Letting my paws travel from my face, they finally make a stop in between my legs. Of course this part of me is awake. It almost always is. No matter how tired I am, it takes no time whatsoever to get me worked up. There are days I feel like I could fuck every single fur I pass by. Not that I do. I'm not that easy. I have standards. Sort of.

My sheath thickens as I begin to squeeze, letting that tingling sensation wash over me. If you don't know the joy of masturbation, I truly feel sorry for you. It is easily the cheapest, most efficient stress reliever one can treat themselves to. Massages are supposed to be even better, but I really doubt they can even match that sweet release. There is nothing else like it.

However, there is one thing that's been going through my mind these past few days. Something I have only read about or heard from others in secret. It can only be achieved once in a lifetime, but it's supposed to feel at least 10x more intense then just shooting your load all over stomach.

But as I think about it, my head starts to hurt. What if I regret the decision to do it? What if I miss it too much? The idea of it though, not being there, makes my cock harden and slip itself completely from my sheath. A small gasp escapes my muzzle as I begin to stroke myself. Slowly at first, but gaining momentum with every other stroke. In the darkness, my eyes stare at my dresser. I know what's in there. I put it in there a few days ago, but my courage kept slipping away.

No wonder you haven't been sleeping.

Yeah, that is it. That is why. I have been trying not to think about it, but it's clouding my mind more and more each day. Man up. Man the fuck up. Just do it. Imagine just how sweet it will feel. Once you do it just clean yourself up and sleep peacefully.

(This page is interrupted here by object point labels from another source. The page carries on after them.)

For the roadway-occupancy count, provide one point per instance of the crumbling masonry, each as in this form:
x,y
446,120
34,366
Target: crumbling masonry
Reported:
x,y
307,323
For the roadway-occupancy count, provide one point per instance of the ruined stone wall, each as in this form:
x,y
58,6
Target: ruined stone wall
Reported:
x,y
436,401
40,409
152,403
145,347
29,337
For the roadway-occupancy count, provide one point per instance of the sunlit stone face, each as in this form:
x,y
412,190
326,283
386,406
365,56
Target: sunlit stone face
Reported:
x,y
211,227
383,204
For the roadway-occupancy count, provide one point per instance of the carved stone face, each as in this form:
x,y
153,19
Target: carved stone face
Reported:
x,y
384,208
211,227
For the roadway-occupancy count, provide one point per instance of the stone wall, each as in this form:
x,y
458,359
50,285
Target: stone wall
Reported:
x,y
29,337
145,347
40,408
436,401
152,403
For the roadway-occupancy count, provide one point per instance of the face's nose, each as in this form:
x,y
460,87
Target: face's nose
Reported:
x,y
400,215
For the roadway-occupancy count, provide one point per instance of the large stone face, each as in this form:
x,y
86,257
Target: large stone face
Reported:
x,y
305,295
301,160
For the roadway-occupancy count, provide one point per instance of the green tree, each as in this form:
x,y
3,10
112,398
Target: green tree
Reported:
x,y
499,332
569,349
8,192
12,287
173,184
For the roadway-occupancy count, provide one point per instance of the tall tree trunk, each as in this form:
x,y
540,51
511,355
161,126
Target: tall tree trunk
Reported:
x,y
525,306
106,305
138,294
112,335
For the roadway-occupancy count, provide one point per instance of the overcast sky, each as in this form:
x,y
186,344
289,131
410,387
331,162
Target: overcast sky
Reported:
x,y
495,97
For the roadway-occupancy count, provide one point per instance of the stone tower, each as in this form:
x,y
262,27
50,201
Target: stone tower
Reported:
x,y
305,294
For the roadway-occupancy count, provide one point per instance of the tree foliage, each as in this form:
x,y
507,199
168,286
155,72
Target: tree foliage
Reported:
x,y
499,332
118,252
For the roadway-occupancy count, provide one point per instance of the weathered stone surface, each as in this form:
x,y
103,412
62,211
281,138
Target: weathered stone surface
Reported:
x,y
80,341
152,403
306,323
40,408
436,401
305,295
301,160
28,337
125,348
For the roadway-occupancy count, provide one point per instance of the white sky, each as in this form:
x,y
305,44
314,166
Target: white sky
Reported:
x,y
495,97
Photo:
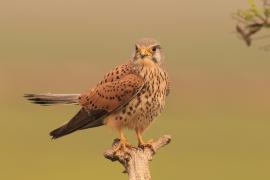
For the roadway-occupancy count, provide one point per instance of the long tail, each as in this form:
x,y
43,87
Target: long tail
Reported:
x,y
50,99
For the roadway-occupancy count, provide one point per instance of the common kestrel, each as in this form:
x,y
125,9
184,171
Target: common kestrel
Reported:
x,y
129,96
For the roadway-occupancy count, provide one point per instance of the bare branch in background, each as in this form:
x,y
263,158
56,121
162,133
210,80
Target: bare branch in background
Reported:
x,y
253,20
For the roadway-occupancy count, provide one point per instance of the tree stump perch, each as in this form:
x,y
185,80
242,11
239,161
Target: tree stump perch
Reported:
x,y
136,159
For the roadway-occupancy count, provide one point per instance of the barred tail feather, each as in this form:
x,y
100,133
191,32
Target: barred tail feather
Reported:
x,y
50,99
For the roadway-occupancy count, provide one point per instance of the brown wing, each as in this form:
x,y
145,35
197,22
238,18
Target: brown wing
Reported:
x,y
118,87
110,96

Enjoy your dreams once again.

I take a deep breath, let it out and reach out to open the drawer. Pulling it out slowly, I reach in and grasp the handle. It feels cool against my paw and a lot heavier than it should. My uncertainty is about to take over, but I won't let it. Not this time. I want to sleep again. I need to sleep. Sleep.

The excitement of it all gives me an adrenaline rush. I feel like I'm about to cum, but I don't. I want to feel it all. The maximum intensity. Every last swipe.

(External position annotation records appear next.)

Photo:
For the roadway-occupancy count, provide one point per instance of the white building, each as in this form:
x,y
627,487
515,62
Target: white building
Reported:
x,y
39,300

Gripping my cock, the darkness having completely overwhelmed me, I press the sharp blade of the knife against the base of my cock and begin to saw it back and forth. Every synapse fire off at once, causing me to nearly pass out. I held on though and just as the last bit of meat separated from my body, I felt it. Just like they said it would feel. 10x more intense. I'd easily go 20.

Blood was leaking onto the bed, but it would stop eventually. Hopefully it wouldn't put me into a permanent sleep, I really doubt it would. There were no more worries in my head and suddenly I could feel my eyes grow heavy. A sense of satisfaction and completion that weren't there before took me and snuggled me into its warm embrace. And with that satisfaction, that intrusive piece no longer part of me, no longer holding me down, no longer keeping me up at night, I drifted off to sleep. And my dreams? They were beautiful.